State of Project Segfault: August 2023

Welp, this was a fun month. We started with IN Node crumbling to its last legs, and had many important changes like the US Node migration and Status VPS decommission, while we ended with Soleil Levant having disk failure. However, we still managed to bring forth some nice improvements to the project as usual!

Server News

Soleil Levant's drive failure and resulting downtime

Basically, we had a drive failure on the night of the 17th, got a replacement on the 18th and the services have been running since.

Most services on Soleil survived with a few databases on DatabaseVM having non-important tables corrupted.

Large parts of the Synapse DB had severe corruption, requiring us to restore to the backup we had from the 13th (this was done on the 22nd of August, so about a week old).

For more details, see the blog post we made about the downtime.

Once again, we are extremely disappointed at the magnitude and lengthiness of the downtime and will start implementing preventive measures after the dust settles.

The Status VPS has been decommissioned

The Status VPS has been the VPS used to host our uptime-kuma page and simplelogin instance ever since hebergnity died.

However, we felt it was pretty much useless since it served basically no purpose for the money we paid for it (4.2EUR).

This, alongside the funds we needed for our US node migration made us cancel it, in favour of moving the status VPS to the homeserver of a friend of Midou and Arya (at no cost). We also migrated the simplelogin instance to Pizza1, our EU VPS.

The US Node saga

TL;DR: We are on racknerd with 4.5GB RAM, 100 GB SSD, 3 cores now.

Since the beginning of the month, we had been planning the US Node migration, originally thinking of moving it to Hetzner.

However, around the second week when we were ready to do the migration, Hetzner refused to accept the KYC proof from neither Arya nor MrLeRien.

In a haste, thanks to devrand's pestering, MrLeRien got a BuyVM 1024-slice (1GB RAM, 20GB Storage, 1 Core), forgetting the fact that US Node even with the current specs (2GB RAM, 40GB Storage, 1 "premium AMD" core) was struggling.

Thankfully, we realized this early and started thinking about just running it for a month and then moving to another provider. Then, we realized midou paid for 6 whole months, and that buyvm can't do refunds.

Thankfully, after a quick support ticket, BuyVM confirmed that cancelling the VPS would return the funds to the account (so that we could use the funds as balance to pay for other slices on the service like Pizza1)
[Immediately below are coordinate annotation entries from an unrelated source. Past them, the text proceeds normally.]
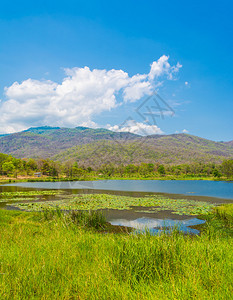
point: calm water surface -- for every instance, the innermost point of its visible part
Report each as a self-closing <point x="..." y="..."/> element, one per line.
<point x="219" y="189"/>
<point x="211" y="191"/>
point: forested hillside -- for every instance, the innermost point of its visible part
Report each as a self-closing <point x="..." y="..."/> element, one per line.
<point x="95" y="147"/>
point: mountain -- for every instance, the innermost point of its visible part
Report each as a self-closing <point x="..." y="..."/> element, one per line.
<point x="230" y="143"/>
<point x="170" y="149"/>
<point x="98" y="146"/>
<point x="47" y="141"/>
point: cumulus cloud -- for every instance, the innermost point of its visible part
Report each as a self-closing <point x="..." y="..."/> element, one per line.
<point x="185" y="131"/>
<point x="136" y="128"/>
<point x="82" y="94"/>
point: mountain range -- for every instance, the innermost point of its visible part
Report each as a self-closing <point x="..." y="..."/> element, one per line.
<point x="95" y="146"/>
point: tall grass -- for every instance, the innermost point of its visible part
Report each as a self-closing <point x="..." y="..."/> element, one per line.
<point x="56" y="257"/>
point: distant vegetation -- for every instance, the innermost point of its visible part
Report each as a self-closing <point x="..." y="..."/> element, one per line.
<point x="95" y="147"/>
<point x="86" y="153"/>
<point x="11" y="167"/>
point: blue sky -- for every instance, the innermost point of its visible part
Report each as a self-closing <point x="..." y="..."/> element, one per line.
<point x="49" y="49"/>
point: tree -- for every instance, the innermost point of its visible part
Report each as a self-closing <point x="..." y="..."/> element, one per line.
<point x="8" y="167"/>
<point x="227" y="167"/>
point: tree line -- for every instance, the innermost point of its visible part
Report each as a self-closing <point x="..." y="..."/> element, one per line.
<point x="11" y="166"/>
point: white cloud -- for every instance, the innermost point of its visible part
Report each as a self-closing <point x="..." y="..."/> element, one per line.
<point x="81" y="95"/>
<point x="136" y="128"/>
<point x="185" y="131"/>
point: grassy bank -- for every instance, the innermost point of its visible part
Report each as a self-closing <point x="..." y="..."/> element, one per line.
<point x="57" y="256"/>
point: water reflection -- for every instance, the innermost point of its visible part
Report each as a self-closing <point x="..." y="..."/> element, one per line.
<point x="156" y="226"/>
<point x="219" y="189"/>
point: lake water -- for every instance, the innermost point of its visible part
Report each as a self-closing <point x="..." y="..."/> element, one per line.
<point x="211" y="191"/>
<point x="218" y="189"/>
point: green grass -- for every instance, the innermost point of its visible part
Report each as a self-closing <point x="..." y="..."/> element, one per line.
<point x="52" y="256"/>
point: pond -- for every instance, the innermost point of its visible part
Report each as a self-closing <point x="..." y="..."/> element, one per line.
<point x="140" y="217"/>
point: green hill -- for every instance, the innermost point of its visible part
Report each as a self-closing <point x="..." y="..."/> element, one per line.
<point x="93" y="147"/>
<point x="171" y="149"/>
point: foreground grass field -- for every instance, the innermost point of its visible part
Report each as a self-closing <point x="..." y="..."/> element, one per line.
<point x="65" y="256"/>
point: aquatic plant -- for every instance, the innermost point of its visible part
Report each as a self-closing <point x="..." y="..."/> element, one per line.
<point x="103" y="201"/>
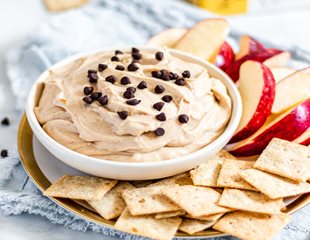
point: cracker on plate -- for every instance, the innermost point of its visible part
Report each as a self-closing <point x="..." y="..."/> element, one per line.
<point x="251" y="201"/>
<point x="229" y="174"/>
<point x="286" y="159"/>
<point x="197" y="201"/>
<point x="148" y="200"/>
<point x="80" y="187"/>
<point x="272" y="185"/>
<point x="252" y="226"/>
<point x="112" y="204"/>
<point x="148" y="226"/>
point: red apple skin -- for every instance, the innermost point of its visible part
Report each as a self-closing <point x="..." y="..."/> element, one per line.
<point x="263" y="109"/>
<point x="225" y="57"/>
<point x="288" y="128"/>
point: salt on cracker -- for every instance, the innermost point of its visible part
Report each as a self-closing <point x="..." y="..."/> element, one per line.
<point x="148" y="200"/>
<point x="80" y="187"/>
<point x="252" y="226"/>
<point x="148" y="226"/>
<point x="251" y="201"/>
<point x="192" y="226"/>
<point x="272" y="185"/>
<point x="229" y="174"/>
<point x="112" y="204"/>
<point x="197" y="201"/>
<point x="286" y="159"/>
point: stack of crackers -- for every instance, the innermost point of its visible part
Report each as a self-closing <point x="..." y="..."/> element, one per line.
<point x="241" y="198"/>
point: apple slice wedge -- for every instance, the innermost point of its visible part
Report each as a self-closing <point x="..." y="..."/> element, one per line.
<point x="288" y="126"/>
<point x="291" y="90"/>
<point x="166" y="38"/>
<point x="257" y="90"/>
<point x="205" y="38"/>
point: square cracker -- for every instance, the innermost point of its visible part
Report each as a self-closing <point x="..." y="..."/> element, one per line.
<point x="250" y="201"/>
<point x="192" y="226"/>
<point x="80" y="187"/>
<point x="287" y="159"/>
<point x="148" y="200"/>
<point x="197" y="201"/>
<point x="252" y="226"/>
<point x="112" y="204"/>
<point x="148" y="226"/>
<point x="272" y="185"/>
<point x="229" y="174"/>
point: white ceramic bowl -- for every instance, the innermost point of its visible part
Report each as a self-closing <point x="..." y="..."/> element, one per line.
<point x="127" y="170"/>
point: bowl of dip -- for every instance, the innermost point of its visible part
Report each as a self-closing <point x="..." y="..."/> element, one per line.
<point x="133" y="113"/>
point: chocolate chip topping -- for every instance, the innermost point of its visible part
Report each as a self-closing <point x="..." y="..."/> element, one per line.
<point x="103" y="100"/>
<point x="123" y="115"/>
<point x="132" y="67"/>
<point x="120" y="67"/>
<point x="158" y="106"/>
<point x="183" y="118"/>
<point x="159" y="56"/>
<point x="159" y="132"/>
<point x="161" y="117"/>
<point x="159" y="89"/>
<point x="125" y="80"/>
<point x="186" y="74"/>
<point x="167" y="98"/>
<point x="142" y="85"/>
<point x="111" y="79"/>
<point x="102" y="67"/>
<point x="133" y="102"/>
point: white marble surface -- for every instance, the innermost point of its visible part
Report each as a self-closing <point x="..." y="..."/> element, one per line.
<point x="18" y="18"/>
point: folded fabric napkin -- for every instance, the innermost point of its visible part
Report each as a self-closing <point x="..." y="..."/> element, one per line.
<point x="100" y="24"/>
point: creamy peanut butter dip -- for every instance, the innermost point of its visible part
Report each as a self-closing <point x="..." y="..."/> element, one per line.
<point x="85" y="106"/>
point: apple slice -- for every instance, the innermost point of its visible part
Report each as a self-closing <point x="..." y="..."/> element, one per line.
<point x="166" y="38"/>
<point x="288" y="126"/>
<point x="205" y="38"/>
<point x="280" y="73"/>
<point x="291" y="90"/>
<point x="257" y="90"/>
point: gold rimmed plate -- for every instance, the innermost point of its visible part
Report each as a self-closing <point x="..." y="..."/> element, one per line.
<point x="43" y="168"/>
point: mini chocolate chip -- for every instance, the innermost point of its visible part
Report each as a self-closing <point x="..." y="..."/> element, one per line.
<point x="4" y="153"/>
<point x="142" y="85"/>
<point x="159" y="56"/>
<point x="115" y="59"/>
<point x="102" y="67"/>
<point x="186" y="74"/>
<point x="159" y="89"/>
<point x="132" y="67"/>
<point x="111" y="79"/>
<point x="88" y="90"/>
<point x="159" y="105"/>
<point x="5" y="122"/>
<point x="88" y="99"/>
<point x="103" y="100"/>
<point x="180" y="82"/>
<point x="95" y="95"/>
<point x="131" y="89"/>
<point x="133" y="102"/>
<point x="125" y="80"/>
<point x="123" y="115"/>
<point x="161" y="117"/>
<point x="118" y="52"/>
<point x="183" y="118"/>
<point x="167" y="98"/>
<point x="120" y="67"/>
<point x="159" y="132"/>
<point x="128" y="94"/>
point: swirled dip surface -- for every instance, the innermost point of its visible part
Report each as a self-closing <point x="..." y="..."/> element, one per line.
<point x="115" y="130"/>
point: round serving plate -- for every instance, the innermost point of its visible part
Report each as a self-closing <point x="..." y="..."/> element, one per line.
<point x="43" y="168"/>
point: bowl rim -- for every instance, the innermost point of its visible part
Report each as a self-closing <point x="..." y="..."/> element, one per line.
<point x="229" y="130"/>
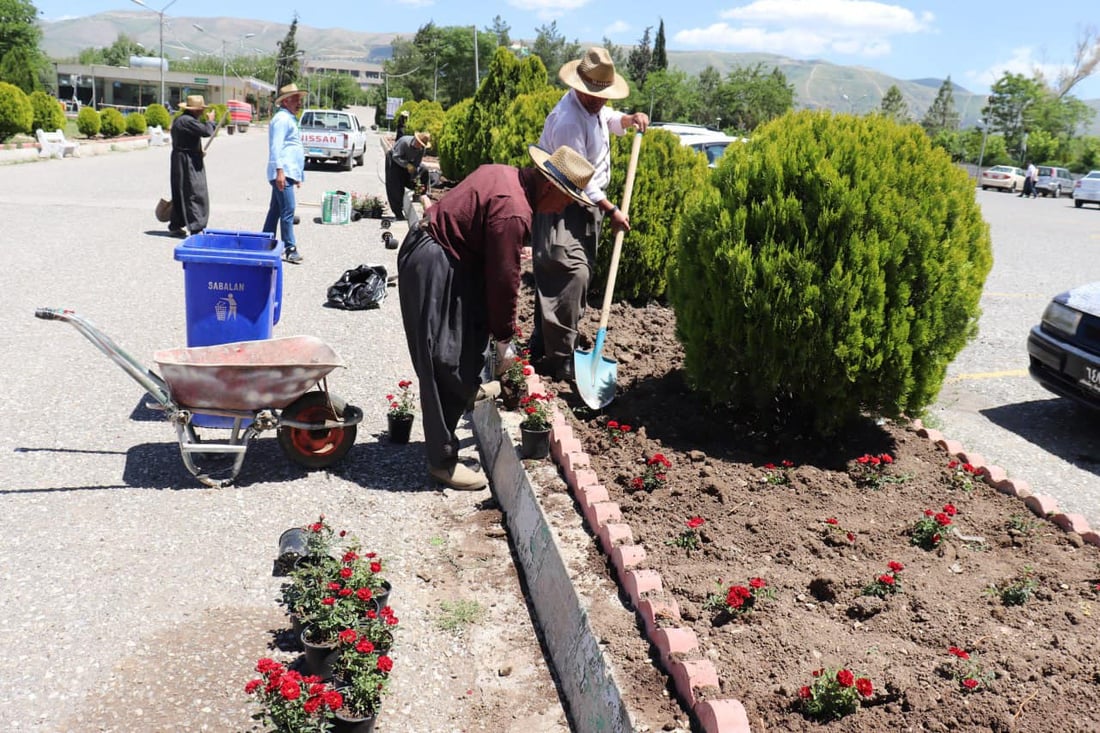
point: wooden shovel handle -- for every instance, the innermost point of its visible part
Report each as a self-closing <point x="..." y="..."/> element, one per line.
<point x="617" y="249"/>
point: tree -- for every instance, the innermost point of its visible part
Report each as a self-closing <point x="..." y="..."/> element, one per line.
<point x="287" y="63"/>
<point x="21" y="61"/>
<point x="660" y="56"/>
<point x="893" y="106"/>
<point x="551" y="47"/>
<point x="942" y="115"/>
<point x="638" y="62"/>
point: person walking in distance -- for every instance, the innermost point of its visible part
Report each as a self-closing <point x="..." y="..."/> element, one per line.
<point x="286" y="167"/>
<point x="564" y="244"/>
<point x="459" y="282"/>
<point x="403" y="163"/>
<point x="190" y="198"/>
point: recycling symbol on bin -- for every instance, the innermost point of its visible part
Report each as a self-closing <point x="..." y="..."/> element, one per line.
<point x="226" y="308"/>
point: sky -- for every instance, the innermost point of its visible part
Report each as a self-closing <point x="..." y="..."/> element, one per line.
<point x="971" y="41"/>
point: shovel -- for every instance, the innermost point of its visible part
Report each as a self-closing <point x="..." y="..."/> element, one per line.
<point x="595" y="373"/>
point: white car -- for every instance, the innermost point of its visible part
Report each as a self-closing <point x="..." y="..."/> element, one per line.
<point x="1005" y="177"/>
<point x="1087" y="189"/>
<point x="710" y="142"/>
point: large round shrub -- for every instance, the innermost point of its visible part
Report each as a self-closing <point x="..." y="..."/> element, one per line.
<point x="670" y="177"/>
<point x="156" y="115"/>
<point x="135" y="123"/>
<point x="87" y="122"/>
<point x="835" y="269"/>
<point x="47" y="112"/>
<point x="111" y="122"/>
<point x="15" y="111"/>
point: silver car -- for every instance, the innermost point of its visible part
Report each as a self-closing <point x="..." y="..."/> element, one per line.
<point x="1087" y="189"/>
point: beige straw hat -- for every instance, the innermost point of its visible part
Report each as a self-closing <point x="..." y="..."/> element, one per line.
<point x="594" y="75"/>
<point x="567" y="170"/>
The $21 we got as credit will last for around 3 months.

Now, after all this, we were still confused what provider to go to, considering how expensive the VPS space is in the USA.

Thankfully, after some asking and browsing, we stumbled across Racknerd and the ever-useful racknerdtracker.com.

We decided to go with the 4.5GB KVM VPS (4.5GB RAM, 100GB SSD, 3 cores of a Xeon slightly newer than that of Soleil Levant), which we paid for an entire year (only option).

This cost us 44.5EUR, which amounts to around 3.7EUR a month, which is a really good deal if you ask me :)

The migration thankfully, unlike others we had this month, was surprisingly smooth, and had little downtime.

Average IN Node moving systems 3 times in a week :)

TL;DR: We are now on an Acer Aspire 7 A715-75G with i5 9th gen, 12 gb ram, 256 GB SSD.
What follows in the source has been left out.